While Seiichi Sugano Sensei was doing his best in Australia, Tamura Sensei became so busy in Europe that he asked for help in Belgium, Luxembourg and Netherlands. Sugano Shihan spent the next 8 years teaching in Europe.
In 1988 Sensei went to New York, USA. This time he was instructing in the New York Aikikai along with the Yoshimitsu Yamada Shihan, the President of the US Aikido Federation.
Sugano Sensei remained under the Aikikai. He kept contact with Australia where he was giving seminars twice a year and was also a usual guest in Europe and Asia. He conducted the gradings in the number of countries around the world.
Shihan was known for possessing both speed and power. His teaching emphasized timing and distance, within a fundamental study of basic technique. For many people, all over the world, he was an embodiment of O-Sensei’s philosophy of love, kindness and compassion.

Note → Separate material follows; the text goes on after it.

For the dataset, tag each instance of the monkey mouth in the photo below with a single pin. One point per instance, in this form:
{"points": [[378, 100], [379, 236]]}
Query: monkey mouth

In 2003, Sugano suffered a below the knee amputation, but he continued to teach and demonstrate aikido without any severe limitation. A medical fund was set up to cover his ongoing medical costs.
Sugano died in New York City on August 29, 2010. The Foundation he established in Australia prior to his death, continues to promote Sugano’s aikido legacy internationally.
Three of Sugano’s students were promoted to 7th dan on his recommendation: Tony Smibert (Tasmania), Robert Botterill (Melbourne) and Hanan Janiv (Canberra). They had also been awarded the title of Shihan.